Advice of the author. If each daughter-in-law would put herself in the place of her son's mother, and each mother-in-law remembered how she herself was once the daughter-in-law, there would be much less conflict between them. Every person has his weaknesses. It is necessary to try not to put pressure on the sore corn, but on the contrary, to protect each other from unrest. Then the relationship will gradually improve, and the phrase "I hate my mother-in-law" will sound less and less.

Extreme measures

If the mother-in-law behaves extremely inadequately, does not go to any negotiations and frankly spoils you, distance yourself. Stop talking to her at all. Do not attend family activities, do not answer the phone calls, do not let them go to your home in the absence of her husband. Clearly state the position that you will not allow yourself to talk and act like that. In this case, with her husband do not discuss his mother, do not complain about her and do not cry. Stop being a victim.

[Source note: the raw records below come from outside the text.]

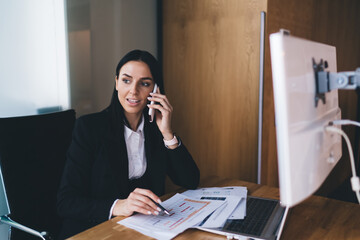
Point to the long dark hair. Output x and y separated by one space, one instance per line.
115 107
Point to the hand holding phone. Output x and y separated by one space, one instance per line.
152 111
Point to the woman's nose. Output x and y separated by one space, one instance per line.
134 89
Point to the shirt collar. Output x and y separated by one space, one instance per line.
140 130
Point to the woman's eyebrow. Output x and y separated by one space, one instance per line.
146 78
126 75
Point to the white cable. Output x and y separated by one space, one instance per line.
282 223
355 182
345 122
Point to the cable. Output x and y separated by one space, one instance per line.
345 122
282 223
355 181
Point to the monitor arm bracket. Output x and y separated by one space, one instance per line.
326 81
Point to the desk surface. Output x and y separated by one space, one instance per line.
315 218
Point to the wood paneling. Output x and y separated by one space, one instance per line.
335 23
211 72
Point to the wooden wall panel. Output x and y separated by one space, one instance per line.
334 22
211 72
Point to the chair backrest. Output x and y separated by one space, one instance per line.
33 153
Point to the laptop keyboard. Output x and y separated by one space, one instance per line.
258 212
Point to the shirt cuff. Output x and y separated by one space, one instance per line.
112 208
179 144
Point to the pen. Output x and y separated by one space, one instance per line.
161 207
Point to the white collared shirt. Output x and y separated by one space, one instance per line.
135 145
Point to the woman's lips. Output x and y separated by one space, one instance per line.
133 102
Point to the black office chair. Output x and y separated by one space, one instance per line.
33 153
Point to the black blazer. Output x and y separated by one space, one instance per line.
96 171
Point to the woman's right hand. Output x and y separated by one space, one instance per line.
137 201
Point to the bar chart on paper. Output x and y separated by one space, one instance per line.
184 213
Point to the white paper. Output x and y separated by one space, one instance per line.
237 212
184 212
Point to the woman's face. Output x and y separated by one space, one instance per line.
134 85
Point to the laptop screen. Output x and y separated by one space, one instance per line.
4 205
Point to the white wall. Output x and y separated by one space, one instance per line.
115 27
33 61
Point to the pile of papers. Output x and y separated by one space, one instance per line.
205 208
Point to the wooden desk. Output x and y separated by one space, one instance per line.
315 218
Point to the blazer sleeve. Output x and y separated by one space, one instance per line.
74 196
182 169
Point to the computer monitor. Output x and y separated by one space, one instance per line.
306 153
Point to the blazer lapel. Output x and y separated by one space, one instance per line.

When living together, clearly share responsibilities. Living on the same territory as a mother-in-law is always hard. Comfort yourself that it is temporary, drink a sedative. At the first opportunity, try to move to a separate housing.

Before you say "I hate my mother-in-law," think about why you have this feeling. You can hate fierce enemies or offenders. But not immediately the mother-in-law became so bad. Probably, you untied a part of the conflicts yourself. Somewhere they threw an offensive phrase, did not accept help, turned off the advice. Try to admit that the responsibility for bad relationships lies with both of you. Now try changing that. Why you? Because the first step makes the one who is smarter. Make friends with the mother-in-law, and you will not regret it for a moment.